Inutile de nier l'évidence: les Québécois travaillent en moyenne trois semaines de moins que les Américains et une semaine de moins que les autres Canadiens.

Jacinthe Tremblay, collaboration spéciale

Inutile de nier l'évidence: les Québécois travaillent en moyenne trois semaines de moins que les Américains et une semaine de moins que les autres Canadiens.

Mais certains groupes font exception: les salariés québécois du commerce de détail, notamment, sont au boulot une semaine et demie de plus par année que les Ontariens.

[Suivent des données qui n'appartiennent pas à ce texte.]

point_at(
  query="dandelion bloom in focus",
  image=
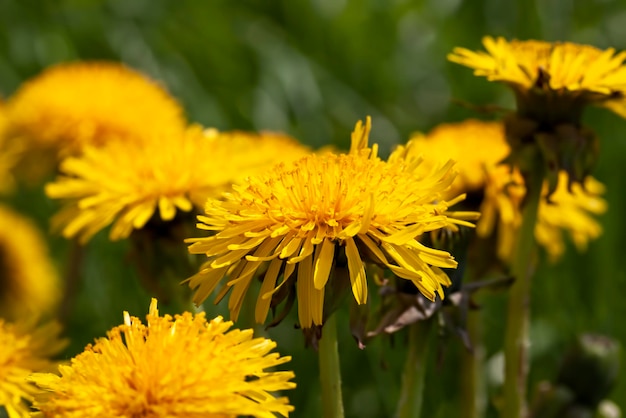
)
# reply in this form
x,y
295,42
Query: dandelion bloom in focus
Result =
x,y
480,148
580,73
24,349
125,184
71,105
183,366
300,220
29,283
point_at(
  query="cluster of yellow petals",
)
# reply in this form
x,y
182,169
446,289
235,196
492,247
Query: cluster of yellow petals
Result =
x,y
184,366
25,349
294,221
469,144
29,283
124,184
565,67
89,103
480,147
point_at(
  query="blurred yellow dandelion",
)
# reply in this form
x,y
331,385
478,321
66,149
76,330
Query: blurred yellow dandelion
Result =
x,y
300,218
480,148
74,104
124,184
29,283
581,72
24,349
184,366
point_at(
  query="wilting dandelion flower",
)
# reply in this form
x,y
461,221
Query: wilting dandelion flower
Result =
x,y
71,105
502,190
124,184
24,349
29,283
300,220
582,73
184,366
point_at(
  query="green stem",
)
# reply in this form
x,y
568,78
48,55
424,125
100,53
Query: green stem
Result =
x,y
330,372
412,392
472,380
518,315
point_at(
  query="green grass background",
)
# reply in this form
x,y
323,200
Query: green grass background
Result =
x,y
312,69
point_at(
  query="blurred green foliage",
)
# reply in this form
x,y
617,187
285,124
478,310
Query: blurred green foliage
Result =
x,y
312,68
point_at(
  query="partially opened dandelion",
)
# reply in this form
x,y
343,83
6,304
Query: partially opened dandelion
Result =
x,y
185,366
25,348
126,184
553,83
501,190
300,221
89,103
581,74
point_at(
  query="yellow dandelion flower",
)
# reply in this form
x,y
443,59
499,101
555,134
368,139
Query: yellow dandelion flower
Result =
x,y
184,366
301,219
474,145
570,211
73,104
581,72
481,147
24,349
29,283
126,183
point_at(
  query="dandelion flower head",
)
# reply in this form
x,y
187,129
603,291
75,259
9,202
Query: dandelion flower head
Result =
x,y
480,147
74,104
474,145
29,283
299,220
124,184
182,366
580,72
24,349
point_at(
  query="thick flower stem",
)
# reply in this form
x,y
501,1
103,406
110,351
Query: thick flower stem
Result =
x,y
472,379
330,373
518,315
413,377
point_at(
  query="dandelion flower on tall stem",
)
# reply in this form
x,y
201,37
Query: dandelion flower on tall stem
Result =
x,y
182,366
300,222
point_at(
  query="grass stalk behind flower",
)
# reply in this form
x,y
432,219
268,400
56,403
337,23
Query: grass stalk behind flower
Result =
x,y
413,376
518,314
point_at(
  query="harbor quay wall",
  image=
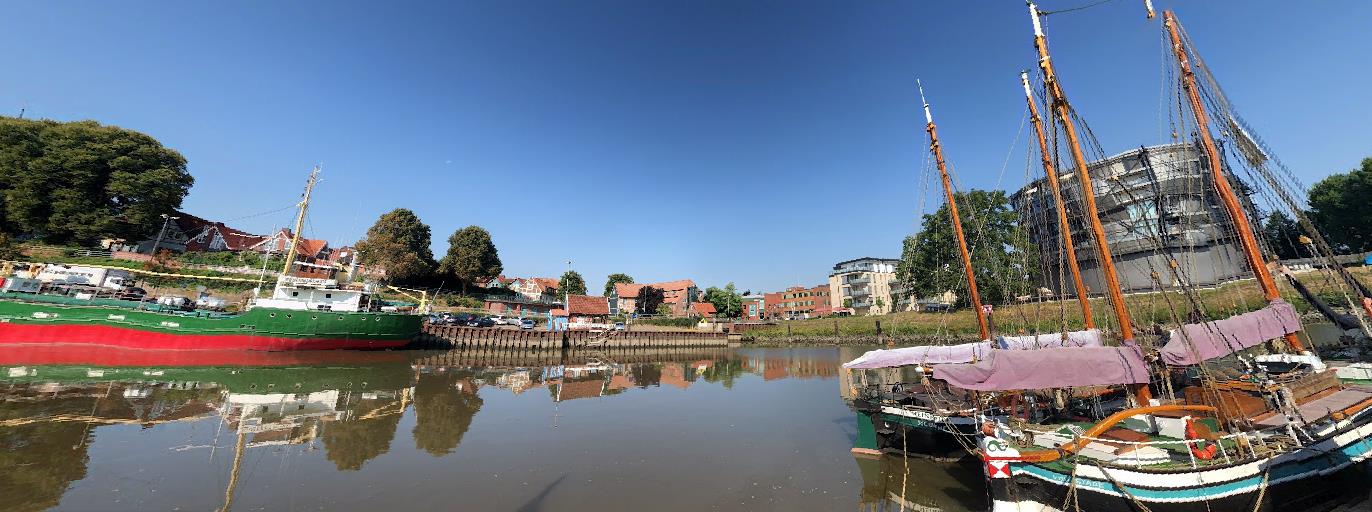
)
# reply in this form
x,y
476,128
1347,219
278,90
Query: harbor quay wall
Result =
x,y
457,336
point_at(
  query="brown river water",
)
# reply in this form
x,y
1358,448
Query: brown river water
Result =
x,y
686,430
683,430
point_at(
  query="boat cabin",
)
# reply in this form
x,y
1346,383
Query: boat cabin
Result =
x,y
316,294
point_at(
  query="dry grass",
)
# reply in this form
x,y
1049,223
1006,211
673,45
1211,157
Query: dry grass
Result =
x,y
1146,309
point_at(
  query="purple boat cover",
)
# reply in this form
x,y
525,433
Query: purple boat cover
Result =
x,y
1048,368
1050,341
1221,338
969,352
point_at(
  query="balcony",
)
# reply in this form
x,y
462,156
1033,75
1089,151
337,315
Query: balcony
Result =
x,y
860,279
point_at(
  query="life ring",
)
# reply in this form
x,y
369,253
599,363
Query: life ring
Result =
x,y
1208,450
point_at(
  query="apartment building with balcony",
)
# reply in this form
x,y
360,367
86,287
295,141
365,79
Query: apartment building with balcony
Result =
x,y
799,302
863,286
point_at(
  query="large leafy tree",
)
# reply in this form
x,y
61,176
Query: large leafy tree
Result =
x,y
649,299
1283,235
1002,257
471,256
81,181
571,284
726,301
1341,206
615,279
399,243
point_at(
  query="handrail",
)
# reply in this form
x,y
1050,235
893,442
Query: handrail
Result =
x,y
1072,446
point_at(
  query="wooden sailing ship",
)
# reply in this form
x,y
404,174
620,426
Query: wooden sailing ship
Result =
x,y
1283,433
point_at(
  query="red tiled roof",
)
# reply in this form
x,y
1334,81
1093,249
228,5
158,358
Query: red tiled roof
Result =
x,y
587,305
545,282
681,284
629,290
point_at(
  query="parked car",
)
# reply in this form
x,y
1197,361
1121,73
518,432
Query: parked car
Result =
x,y
131,294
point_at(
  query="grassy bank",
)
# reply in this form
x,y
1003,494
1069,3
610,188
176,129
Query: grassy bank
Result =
x,y
1146,309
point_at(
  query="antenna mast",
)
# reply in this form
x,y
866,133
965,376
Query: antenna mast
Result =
x,y
956,220
1221,184
1068,246
299,220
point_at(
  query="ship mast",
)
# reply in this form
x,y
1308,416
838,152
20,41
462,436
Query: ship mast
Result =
x,y
299,221
1231,202
956,220
1068,246
1088,195
1059,105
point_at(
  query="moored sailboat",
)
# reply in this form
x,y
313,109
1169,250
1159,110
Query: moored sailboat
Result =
x,y
1283,431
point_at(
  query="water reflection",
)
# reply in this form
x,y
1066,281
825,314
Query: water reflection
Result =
x,y
720,428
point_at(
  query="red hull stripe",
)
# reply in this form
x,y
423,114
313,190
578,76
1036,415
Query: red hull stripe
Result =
x,y
126,338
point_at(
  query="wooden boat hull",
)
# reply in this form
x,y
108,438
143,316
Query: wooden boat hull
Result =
x,y
915,433
1317,476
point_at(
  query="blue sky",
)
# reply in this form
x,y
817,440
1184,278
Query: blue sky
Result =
x,y
749,142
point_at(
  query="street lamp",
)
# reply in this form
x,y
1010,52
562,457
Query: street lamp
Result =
x,y
161,234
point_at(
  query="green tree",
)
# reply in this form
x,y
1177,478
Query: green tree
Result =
x,y
651,299
1283,234
613,279
1341,206
471,257
571,284
81,181
399,243
1002,258
727,302
7,247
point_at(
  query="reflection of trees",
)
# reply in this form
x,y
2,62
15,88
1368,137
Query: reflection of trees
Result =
x,y
367,435
725,372
648,375
40,460
442,412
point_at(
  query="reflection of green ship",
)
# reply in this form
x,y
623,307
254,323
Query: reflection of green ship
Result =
x,y
388,375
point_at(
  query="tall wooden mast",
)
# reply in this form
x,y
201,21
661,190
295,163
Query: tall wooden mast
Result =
x,y
299,221
1231,202
956,220
1088,195
1068,246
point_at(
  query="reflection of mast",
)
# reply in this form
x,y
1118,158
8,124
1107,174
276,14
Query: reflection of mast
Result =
x,y
956,221
233,474
1221,184
1068,246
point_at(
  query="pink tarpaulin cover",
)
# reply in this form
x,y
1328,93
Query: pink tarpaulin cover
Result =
x,y
1048,368
1221,338
969,352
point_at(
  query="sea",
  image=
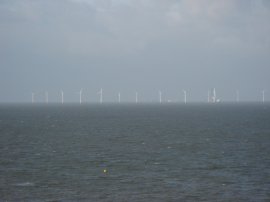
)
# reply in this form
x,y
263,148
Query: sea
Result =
x,y
135,152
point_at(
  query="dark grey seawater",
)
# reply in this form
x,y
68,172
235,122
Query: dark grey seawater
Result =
x,y
195,152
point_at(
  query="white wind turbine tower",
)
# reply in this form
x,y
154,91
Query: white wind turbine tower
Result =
x,y
237,96
214,95
160,96
119,97
263,95
47,97
33,97
101,96
80,93
185,96
62,96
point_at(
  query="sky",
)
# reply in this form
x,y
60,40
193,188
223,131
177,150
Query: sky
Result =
x,y
133,46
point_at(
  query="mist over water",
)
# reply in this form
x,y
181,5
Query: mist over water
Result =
x,y
128,152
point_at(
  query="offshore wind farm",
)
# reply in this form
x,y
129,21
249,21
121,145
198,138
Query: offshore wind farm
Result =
x,y
134,100
211,98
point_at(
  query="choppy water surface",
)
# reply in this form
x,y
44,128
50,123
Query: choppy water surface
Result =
x,y
150,152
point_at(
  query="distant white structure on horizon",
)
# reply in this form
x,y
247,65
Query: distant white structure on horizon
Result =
x,y
213,96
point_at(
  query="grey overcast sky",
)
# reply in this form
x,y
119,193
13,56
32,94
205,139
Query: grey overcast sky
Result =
x,y
134,45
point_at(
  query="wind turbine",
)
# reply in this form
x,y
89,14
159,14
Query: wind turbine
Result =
x,y
33,97
185,96
119,97
80,92
263,95
160,96
214,95
47,97
62,96
101,96
237,96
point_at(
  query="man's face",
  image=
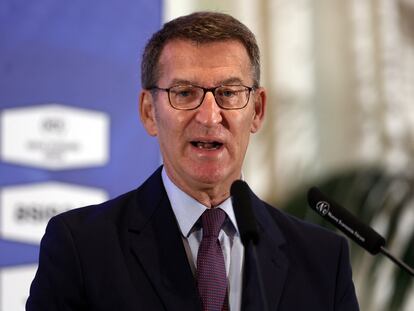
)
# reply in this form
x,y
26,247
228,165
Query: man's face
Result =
x,y
203,149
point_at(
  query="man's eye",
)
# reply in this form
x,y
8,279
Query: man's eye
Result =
x,y
227,93
187,92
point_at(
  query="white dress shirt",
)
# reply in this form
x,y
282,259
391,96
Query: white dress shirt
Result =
x,y
187,212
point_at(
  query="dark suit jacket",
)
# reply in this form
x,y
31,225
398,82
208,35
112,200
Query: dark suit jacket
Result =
x,y
127,254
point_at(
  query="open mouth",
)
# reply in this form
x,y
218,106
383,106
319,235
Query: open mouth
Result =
x,y
210,145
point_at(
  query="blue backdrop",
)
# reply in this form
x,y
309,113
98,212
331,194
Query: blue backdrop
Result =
x,y
82,54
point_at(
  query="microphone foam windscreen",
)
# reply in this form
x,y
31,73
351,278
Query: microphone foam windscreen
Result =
x,y
341,218
244,214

En 2005, les seuls Canadiens à consacrer moins d'heures par année à leur boulot que les Québécois étaient les travailleurs du Nunavut.

L'économiste Jean-Pierre Maynard, chef des mesures de productivité à Statistique Canada, est responsable de cette donnée qui a fait couler tant d'encre et de salive.

«C'est vrai que les Canadiens travaillent moins d'heures que les Américains. C'est vrai aussi que la moyenne d'heures travaillées au Québec est inférieure à celle de la majorité des autres provinces», rappelle-t-il d'entrée de jeu.

Pourquoi?

Selon M. Maynard, 60% de «l'écart Canada-États-Unis» vient de la durée de la semaine de travail 37,5 heures vs 40 heures.

Les 40% qui restent sont attribuables aux vacances et aux congés fériés plus généreux au Canada. Les Canadiens s'absentent pour ces deux raisons environ 50 heures de plus que les Américains.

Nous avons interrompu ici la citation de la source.